Semblanza literaria del Coronel Atanasio Girardot (1791-1813), héroe de Bárbula
En Medellín, la gente no sabe quién fue Atanasio Girardot. Algunos pensarán que fue un futbolista famoso del que tomaron su nombre para el estadio de fútbol. Lo cierto es que ni el escultor José Horacio Betancur que hizo el busto para la unidad deportiva lo sabía, pues en vez de representar al joven guerrero de 22 años, hizo el busto de un hombre de unos 60 años con cara de político populista.
Oro por barro cocido
César Herrera
El Libertador comisionó a tres indios yekuanas
para que lo condujeran a caballo hasta la Nueva Granada. Debían salir del
valle de Carabobo, cruzar la cordillera de Mérida y encumbrarse en los Andes granadinos
para entregar el cuerpo del héroe al francés Luis Girardot en la ciudad de
Antioquia. No les dijeron que había dejado el corazón porque lo hubieran
abandonado en el primer desfiladero de la tierra fría. En el hueco del pecho del
héroe de Mérida y Trujillo, de Barinas y Nutrias le habían empacado la bandera de
Miranda impregnada de pólvora negra para que no lo picotearan los espíritus de
la serranía.
Atanasio Girardot comandó el batallón granadino
prestado a Simón Bolívar para emprender la Campaña Admirable en Venezuela.

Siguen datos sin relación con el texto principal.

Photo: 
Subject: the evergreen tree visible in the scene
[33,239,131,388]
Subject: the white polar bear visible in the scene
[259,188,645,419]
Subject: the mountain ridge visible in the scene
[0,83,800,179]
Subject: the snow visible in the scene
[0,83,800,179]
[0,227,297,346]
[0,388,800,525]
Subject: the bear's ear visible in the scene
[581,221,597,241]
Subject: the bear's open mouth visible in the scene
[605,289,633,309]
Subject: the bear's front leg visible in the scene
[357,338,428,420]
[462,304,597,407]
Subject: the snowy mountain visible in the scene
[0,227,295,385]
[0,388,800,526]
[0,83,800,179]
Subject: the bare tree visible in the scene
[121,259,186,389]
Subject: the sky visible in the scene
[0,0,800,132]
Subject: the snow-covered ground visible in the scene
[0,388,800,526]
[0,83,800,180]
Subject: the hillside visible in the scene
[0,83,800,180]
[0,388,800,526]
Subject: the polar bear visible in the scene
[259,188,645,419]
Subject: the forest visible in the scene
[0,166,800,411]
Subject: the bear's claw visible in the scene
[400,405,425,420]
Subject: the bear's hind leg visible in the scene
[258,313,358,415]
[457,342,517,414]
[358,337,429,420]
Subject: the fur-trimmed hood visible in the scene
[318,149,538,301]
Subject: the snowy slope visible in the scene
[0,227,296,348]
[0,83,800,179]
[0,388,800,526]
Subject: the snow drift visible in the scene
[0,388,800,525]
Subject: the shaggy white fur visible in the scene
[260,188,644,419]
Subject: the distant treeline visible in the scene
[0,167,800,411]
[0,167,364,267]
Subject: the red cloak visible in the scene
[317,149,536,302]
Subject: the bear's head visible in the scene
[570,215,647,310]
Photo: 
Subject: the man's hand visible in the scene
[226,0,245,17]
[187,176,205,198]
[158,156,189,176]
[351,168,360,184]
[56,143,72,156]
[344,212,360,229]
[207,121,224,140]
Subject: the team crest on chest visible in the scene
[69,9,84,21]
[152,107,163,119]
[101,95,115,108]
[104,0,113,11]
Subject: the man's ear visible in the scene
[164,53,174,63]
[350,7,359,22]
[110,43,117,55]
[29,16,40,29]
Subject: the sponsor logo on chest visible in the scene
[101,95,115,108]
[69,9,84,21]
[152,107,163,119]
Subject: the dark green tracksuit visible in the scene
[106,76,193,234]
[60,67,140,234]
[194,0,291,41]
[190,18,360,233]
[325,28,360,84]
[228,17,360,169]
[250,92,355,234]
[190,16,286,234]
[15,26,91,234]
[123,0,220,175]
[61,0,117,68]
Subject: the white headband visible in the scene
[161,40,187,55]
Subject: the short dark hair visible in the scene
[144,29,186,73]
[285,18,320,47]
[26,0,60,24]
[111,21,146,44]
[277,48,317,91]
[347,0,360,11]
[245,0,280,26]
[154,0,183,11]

Ahora el caraqueño lo regresaba a su tierra con dos huecos en el cuerpo: por
uno se le había ido la vida y por el otro le había entrado la gloria. El
general Bolívar le escribió a Camilo Torres diciéndole cómo había resistido el
impacto en la frente y cómo se había sostenido durante diez minutos mientras
luchaba con el asta para clavarla en la árida cerviz del monte Bárbula, vecino
del pueblo de Naguanagua, mientras su rostro se rociaba con la sangre atolondrada
de sus veintidós años y sus ojos se serenaban en la altura con el amarillo de
la insignia. Cuando, por fin, el viento elevó la bandera como a un ave de
cuello desnudo, el guerrero cayó de bruces, pero no tenía la expresión del que
muere sin saber qué ha sucedido.
El Libertador le arrancó el corazón
con su navaja de partir mangos de las llanuras del Orinoco y lo puso en una
bandeja de plata. Decretó duelo nacional y ordenó que el nombre de su amigo fuera
inscrito como benefactor de la nueva república en todas las poblaciones de
Venezuela. Caminó con él en una silenciosa procesión del ejército en pleno. Los
soldados presentaron armas y llevaron antorchas encendidas en sus manos y
herramientas de combate en bandolera. Los más alucinados por la dureza de la
batalla contra el ejército del General Domingo de Monteverde insistieron en que
el corazón iba palpitando y las mujeres, deslumbradas por el ojo levemente torvo
del Libertador, aseguraron que le musitaba estribillos de guerra al compás de
la marcha. En las calles de Caracas resonaron las botas. Los ojos entorpecidos
llegaron hasta la catedral para oír la misa de réquiem y luego el General
depositó en la urna de oro el corazón del coronel Atanasio Girardot. Pocos
meses después, cuando hicieron falta los recursos para emprender la defensa de
la Segunda República, cuando la pena de muerte a los contrabandistas no generó
los ingresos necesarios y el temor obligó a Bolívar a ordenar el exterminio de
los más de ochocientos españoles presos, incluyendo los heridos en los
hospitales, el Libertador envió a uno de sus soldados a la cripta para que
cambiara la urna de oro, sin despertar el corazón de Atanasio Girardot, por otra
urna de barro cocido por los indios kariñas.